Puisque vous n'avez pas pris cette précaution avant de vous fendre de votre brûlot de propagande éhontée, j'ai le regret de vous contredire : cet évènement qui n'a pas la dimension mystique que vous voulez lui coller, était célébré dans les familles avec toute la pompe requise mais sans la coloration politique et idéologique que vous et vos semblables voudrez lui donner.
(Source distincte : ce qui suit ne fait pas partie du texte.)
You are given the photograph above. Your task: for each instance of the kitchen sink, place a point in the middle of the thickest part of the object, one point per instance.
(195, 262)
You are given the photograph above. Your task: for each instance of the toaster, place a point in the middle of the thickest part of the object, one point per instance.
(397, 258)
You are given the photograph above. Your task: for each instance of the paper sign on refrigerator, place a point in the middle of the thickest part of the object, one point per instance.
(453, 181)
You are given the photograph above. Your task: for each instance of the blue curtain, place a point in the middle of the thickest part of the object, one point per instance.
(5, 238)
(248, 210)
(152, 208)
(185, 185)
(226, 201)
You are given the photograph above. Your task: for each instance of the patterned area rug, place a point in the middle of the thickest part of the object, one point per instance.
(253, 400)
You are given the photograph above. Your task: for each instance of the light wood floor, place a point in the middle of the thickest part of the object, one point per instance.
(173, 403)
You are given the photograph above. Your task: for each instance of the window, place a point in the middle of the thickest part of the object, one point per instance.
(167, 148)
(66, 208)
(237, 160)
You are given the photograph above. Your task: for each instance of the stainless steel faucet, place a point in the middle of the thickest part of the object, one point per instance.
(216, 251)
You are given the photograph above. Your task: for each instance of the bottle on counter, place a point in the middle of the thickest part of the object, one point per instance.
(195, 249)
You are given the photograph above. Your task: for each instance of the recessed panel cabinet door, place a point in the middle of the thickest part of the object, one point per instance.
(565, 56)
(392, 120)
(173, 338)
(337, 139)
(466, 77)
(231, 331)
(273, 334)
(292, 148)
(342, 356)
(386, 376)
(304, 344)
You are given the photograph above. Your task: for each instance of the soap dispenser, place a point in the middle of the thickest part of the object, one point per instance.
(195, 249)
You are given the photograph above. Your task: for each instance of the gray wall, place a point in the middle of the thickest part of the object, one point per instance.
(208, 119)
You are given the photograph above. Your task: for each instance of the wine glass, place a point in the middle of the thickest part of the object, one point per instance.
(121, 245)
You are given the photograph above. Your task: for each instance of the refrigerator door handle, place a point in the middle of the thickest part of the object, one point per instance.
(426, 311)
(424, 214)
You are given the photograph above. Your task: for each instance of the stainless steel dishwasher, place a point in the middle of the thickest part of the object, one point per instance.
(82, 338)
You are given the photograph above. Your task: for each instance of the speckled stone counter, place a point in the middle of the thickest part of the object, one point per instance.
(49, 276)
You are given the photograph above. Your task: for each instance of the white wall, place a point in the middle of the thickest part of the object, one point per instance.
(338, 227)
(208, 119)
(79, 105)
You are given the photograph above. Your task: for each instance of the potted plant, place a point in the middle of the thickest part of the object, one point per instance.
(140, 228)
Votre volonté de vous accaparer d'évènements qui appartiennent à tous pour en faire des mots d'ordre dont le but, de plus en plus évident, est de cliver, diviser, disséminer le racisme et la haine, trouvera en face une autre volonté : celle des Arabo-berbères et ils sont nombreux pour vous dire : notre personnalité double et riche vaut bien la vôtre étriquée, égoïste et persuadée de sa supériorité transcendantale. Tant que vous œuvrerez pour la division, vous vous condamnez à rester une minorité sans pouvoir malgré vos rassemblements «de matchs de foot», manifestation de votre jalousie endémique. Une arabo-berbère et fière de l'être, descendante d'un Arabe et d'une arabo-zénète, mère de trois enfants judéo- arabo-zénètes par leur père.
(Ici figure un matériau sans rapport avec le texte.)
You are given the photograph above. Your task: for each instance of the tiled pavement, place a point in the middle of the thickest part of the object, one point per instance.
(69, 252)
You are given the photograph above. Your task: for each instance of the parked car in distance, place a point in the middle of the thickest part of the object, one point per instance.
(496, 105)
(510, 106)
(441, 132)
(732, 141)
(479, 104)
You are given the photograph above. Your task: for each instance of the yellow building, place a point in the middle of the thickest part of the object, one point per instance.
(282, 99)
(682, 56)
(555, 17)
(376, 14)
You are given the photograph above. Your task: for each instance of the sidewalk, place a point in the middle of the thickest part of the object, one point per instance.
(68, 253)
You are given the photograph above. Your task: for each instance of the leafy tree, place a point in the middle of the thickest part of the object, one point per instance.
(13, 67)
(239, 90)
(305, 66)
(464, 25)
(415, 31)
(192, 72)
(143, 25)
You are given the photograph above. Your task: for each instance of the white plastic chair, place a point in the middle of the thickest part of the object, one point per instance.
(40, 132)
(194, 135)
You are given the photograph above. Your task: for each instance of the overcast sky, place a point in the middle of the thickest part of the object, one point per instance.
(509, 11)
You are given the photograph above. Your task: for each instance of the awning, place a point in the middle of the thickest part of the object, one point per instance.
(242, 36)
Zohra Mahi, avocate et écrivaine

Débat Yannayer : l'avis de Hend Sadi

La guerre de deux mille ans n’est pas finie
"L’Algérie n’est pas berbère mais amazighe car elle est arabe », cette formule tourmentée de Mahmoudi renvoie forcément à celle, similaire, de l’ancien premier ministre Belaïd Abdeslam qui s’était dit en son temps «Arabe parce que Kabyle». Cette violence faite à la sémantique révèle, on ne peut mieux, le malaise identitaire qui persiste en Algérie malgré 50 ans d’une arabisation forcenée dont on n’a pas fini d’évaluer les dégâts. Le trauma identitaire se décline diversement selon le profil de chacun, mais des tendances lourdes, héritage des controverses qui ont secoué le mouvement national, dominent et structurent le discours autour de cette question. Au vu du rapport à l’amazighité, perçue par beaucoup comme une pathologie, un «mal» écrivait Le Jeune Musulman d’Ahmed Taleb, on pourrait opérer une classification des positions et aboutir à une typologie. 
Je m’arrêterai ici sur un texte qui me paraît refléter un courant représentatif : la lettre de Zohra Mahi, « avocate et écrivain » qui a réagi à la chronique d’Arezki Métref du 3 février 2012 consacrée à la célébration de Yennayer à Tripoli. C’est à elle que je m’adresserai à présent : 
Lalla Mahi, azul,
L’intolérance dont vous faites montre, Madame, à l’égard de l’amazighité est si ancrée dans votre mentalité que vous l’extériorisez avec un naturel confondant. Parce qu’il est porté par les institutions et qu’il est répandu dans l’opinion, votre sectarisme vous semble politiquement légitime. Sa remise en cause est de l’ordre du scandale à vos yeux. 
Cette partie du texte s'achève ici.